AUM to train caregivers
- Published: November 25, 2010
A patient in the American health care system has many needs, only some of which can be met by a doctor. In fact, before even seeing a physician, some patients must make a dozen decisions regarding health care options, providers and facilities, insurance, transportation and home front support, some of which end up being handled by a social worker, a home health nurse, a chaplain or a family member. But instead of being caught by the nearest warm body, these issues should be addressed by a professional who is trained to help patients make the best choices for themselves, according to Jane Brown, chair of the health and wellness program at Antioch University Midwest. She has helped to launch a new certificate in health care consumer advocacy at Midwest to empower professionals to guide patients toward better health care.
Before joining the faculty at Midwest, Brown had a long career in the health care field, first as a chaplain and later as a hospital administrator. She has seen first-hand the need for professional advocates who can help patients understand the wide array of choices before them and make decisions in a fully informed manner. When Midwest President Michael Fishbein approached her about designing such a program, she felt that the school had an opportunity to answer the call of its founding principles of service to humanity: to advance the system of caring.
The health care consumer advocacy certificate is a nine-month program that incorporates some in-class time and online discussion forums with two hours of clinical experience each week. The program covers fields such as patient rights, physiology and disease, interpersonal communication, health care research, integration of health care modalities and conflict resolution. The certificate is especially designed to equip students with the skills to research the issues individual patients are facing, and to listen with compassion to the needs of patients and their families, Brown said.
In her capacity as chaplain at a hospital that had no such health care advocate, Brown was often called to fill in the gaps. On one occasion she was approached by physicians who didn’t know what to do with a kidney failure patient whose wife was adamantly against continuing dialysis. Though it wasn’t exactly her job, she was one of the few professionals available to listen, and in the end she found that the couple and the health care providers agreed on a course of treatment.
“Part of it was that she just needed to be heard,” Brown said.
On another occasion Brown, again as chaplain, was approached by a team of doctors, nurses, a social worker and even a cleaning crew member, about an AIDS patient who clearly was suffering but appeared unable to die. She sensed that what he needed was someone to hold his hand and comfort him. Within a short time of her serving that need, the patient passed away.

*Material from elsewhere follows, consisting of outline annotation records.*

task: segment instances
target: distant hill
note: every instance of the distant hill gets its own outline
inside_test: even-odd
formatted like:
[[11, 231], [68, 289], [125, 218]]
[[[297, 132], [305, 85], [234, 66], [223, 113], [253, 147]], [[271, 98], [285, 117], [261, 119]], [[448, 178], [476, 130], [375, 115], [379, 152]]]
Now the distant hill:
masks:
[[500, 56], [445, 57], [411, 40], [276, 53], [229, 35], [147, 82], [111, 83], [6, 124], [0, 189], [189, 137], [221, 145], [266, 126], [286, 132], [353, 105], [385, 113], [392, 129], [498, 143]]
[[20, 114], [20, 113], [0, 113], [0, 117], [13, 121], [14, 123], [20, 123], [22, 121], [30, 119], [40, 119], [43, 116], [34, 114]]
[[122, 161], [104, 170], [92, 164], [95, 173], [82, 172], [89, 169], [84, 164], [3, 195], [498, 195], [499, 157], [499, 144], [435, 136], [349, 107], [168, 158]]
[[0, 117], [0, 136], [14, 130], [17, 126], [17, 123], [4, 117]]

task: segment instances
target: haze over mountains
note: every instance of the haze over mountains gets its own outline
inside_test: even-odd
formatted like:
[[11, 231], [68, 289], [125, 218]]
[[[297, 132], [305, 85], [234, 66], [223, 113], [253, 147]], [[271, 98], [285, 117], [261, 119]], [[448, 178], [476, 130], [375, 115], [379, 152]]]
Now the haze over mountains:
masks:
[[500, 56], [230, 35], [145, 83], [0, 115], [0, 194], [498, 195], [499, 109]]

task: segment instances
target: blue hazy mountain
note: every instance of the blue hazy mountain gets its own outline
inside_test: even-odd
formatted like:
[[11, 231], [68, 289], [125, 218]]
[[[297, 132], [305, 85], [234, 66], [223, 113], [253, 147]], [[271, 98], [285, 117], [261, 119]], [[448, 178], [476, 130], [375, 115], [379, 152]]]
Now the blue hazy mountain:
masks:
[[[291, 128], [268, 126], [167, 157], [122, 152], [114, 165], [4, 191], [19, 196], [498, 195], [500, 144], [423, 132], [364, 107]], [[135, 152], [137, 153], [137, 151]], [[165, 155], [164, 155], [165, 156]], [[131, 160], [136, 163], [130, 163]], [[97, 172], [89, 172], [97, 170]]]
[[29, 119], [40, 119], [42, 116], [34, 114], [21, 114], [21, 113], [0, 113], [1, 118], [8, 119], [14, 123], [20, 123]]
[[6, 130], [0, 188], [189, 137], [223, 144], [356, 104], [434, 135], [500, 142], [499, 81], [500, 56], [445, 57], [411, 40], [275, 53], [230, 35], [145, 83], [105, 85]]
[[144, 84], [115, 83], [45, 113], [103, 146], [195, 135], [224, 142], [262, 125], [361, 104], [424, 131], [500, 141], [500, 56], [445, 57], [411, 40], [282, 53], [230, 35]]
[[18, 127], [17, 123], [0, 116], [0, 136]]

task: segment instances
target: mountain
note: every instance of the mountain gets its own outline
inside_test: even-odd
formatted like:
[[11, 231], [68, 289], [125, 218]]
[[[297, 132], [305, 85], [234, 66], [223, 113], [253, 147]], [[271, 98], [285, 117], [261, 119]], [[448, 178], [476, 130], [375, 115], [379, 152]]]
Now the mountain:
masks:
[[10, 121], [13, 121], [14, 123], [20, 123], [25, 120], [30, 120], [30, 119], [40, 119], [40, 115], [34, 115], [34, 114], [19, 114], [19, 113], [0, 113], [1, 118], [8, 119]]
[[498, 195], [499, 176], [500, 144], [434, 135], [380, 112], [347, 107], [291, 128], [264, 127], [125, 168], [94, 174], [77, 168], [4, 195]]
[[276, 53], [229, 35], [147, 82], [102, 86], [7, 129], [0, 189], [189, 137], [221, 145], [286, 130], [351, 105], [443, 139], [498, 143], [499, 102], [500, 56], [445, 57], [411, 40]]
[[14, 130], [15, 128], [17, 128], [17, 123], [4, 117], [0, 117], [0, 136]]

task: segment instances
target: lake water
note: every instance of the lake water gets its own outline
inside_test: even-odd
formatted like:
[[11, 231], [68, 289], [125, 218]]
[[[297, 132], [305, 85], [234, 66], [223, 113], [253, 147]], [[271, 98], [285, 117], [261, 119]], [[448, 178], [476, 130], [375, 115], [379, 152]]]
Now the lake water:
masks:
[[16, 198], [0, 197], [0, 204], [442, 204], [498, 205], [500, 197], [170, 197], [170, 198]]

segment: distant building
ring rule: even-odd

“The more a person can listen to the human side and balance it against the medical and economic side, the better off the patient is going to be,” Brown said. “There needs to be more well-rounded people with knowledge who can work with families to do this -— that’s what will help change the world.”
The advocacy certificate was designed by an advisory board, many of whose members will teach parts of the program, including professionals from Greene County Family Services and Council on Aging, Springfield Community and Miami Valley Hospitals, Clark State and Grant Medical Center in Columbus. Brown and Midwest professor Rod Mclaughlin will also teach two of the 10 courses offered in the program.
The school expects the certificate to be of use to both health care professionals who want additional certification and non-professionals looking to enter the field, Brown said. To be eligible Midwest requires that students hold an undergraduate degree, which can be combined with the certificate through Midwest’s Undergraduate Degree Completion program. The health care advocacy program is also part of Midwest’s new individualized masters degree program in health and wellness.
“We’re giving credibility to people who have this knowledge, and attracting some already in the field without degrees,” she said. “We think we can be a model for this kind of program.”